Tormented by her anxieties, the slow progress of the street-car racked her nerves. She would never get there! And now it was stopping again! She looked angrily at the woman who dawdled cumbersomely in getting on or off. Didn't they care how long they took? Why were they so fat? Two or three men near her attempted to flirt, but Nacha's contemptuous eyes discouraged them. At the end of the first half hour she bought a newspaper, but when she tried to read it, she found that she did not understand a word. She made repeated efforts to fix her attention on the police news. At the end of two or three phrases, a line perhaps, her mind jumped to other things. Then she realized that she was not reading and began again, with the same result. At last she tossed the newspaper away.
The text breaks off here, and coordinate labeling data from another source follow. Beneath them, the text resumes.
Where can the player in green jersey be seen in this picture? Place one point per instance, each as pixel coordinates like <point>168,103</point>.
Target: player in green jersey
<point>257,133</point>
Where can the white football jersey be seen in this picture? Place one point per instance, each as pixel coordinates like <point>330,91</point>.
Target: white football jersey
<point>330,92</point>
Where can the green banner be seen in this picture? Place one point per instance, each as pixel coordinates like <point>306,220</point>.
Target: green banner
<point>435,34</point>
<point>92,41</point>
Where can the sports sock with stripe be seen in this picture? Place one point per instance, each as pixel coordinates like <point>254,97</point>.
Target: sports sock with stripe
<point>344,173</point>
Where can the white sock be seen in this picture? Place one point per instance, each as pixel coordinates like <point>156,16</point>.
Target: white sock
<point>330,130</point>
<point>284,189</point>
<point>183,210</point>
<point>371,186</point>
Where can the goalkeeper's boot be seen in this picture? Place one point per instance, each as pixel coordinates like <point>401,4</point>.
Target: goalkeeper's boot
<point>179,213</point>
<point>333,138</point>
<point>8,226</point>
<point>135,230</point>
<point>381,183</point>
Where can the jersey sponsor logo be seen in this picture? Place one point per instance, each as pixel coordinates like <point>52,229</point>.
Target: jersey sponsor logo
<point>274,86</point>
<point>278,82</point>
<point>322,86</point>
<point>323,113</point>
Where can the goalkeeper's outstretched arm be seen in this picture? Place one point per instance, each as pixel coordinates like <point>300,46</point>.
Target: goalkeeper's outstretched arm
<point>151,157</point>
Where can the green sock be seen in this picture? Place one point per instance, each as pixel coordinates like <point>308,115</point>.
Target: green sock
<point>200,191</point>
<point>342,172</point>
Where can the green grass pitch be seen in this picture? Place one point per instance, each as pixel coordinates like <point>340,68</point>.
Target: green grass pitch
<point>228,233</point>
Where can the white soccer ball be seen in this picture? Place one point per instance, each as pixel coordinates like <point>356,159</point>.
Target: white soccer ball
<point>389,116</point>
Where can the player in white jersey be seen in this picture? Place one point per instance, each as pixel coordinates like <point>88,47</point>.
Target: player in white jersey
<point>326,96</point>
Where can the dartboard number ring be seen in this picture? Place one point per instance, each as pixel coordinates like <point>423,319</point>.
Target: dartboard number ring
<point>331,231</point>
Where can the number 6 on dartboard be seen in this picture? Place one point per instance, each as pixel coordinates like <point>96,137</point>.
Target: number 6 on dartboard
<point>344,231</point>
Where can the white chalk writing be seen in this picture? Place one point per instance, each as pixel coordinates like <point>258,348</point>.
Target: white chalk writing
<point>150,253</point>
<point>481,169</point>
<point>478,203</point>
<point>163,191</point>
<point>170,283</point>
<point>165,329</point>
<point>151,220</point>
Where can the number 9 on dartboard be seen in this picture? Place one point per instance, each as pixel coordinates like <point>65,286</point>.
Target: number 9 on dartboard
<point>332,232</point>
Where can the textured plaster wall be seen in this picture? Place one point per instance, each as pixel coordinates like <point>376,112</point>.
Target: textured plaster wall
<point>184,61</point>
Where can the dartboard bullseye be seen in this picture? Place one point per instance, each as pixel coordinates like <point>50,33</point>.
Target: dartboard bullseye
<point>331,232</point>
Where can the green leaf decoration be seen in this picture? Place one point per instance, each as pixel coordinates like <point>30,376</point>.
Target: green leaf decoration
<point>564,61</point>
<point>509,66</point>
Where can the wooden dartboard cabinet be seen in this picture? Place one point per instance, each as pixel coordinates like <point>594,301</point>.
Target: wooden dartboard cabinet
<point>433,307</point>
The car had now reached streets where there was little traffic, and went more rapidly. At the end of an hour, it had arrived at Belgrano. Nacha got out and walked along silent avenues that were well shaded by fine trees. In her nervous haste she almost ran past pretty villas, with their flower-filled gardens, that spoke of peace and comfort. Over some of the streets the trees formed an arch and the air was sweet with perfume. Only the footsteps of an occasional passer-by broke the silence of this suburb, apparently the home of calm and contentment. But Nacha could not yield to this atmosphere. Grief and terror drove her relentlessly on.
Julieta was working in Belgrano in a shop on Cabildo Street. Like Nacha, she earned very little; but her expenses were slight, for she was living with friends who accepted only a small sum in payment for her room and board. Before concluding arrangements with the husband and wife, people from her home town who had known her family, she told them the kind of life she had led up to that time. The wife hesitated a moment; but the husband, who was a militant Socialist, declared in a loud voice, with sweeping gestures and oratorical phrases, that there were no prejudices in his home, that he considered it a duty to contribute to the moral regeneration of anyone who needed it!
While Nacha waited for Julieta to come home, the Socialist and his wife chatted with her while their brood of children flocked around with staring eyes. The man's countless questions distracted her a little from her worries. But it required a great effort to attend to what he was saying. Every once in a while her expression grew blank, and her eyes opened wide as though she were in a paroxysm? of fear.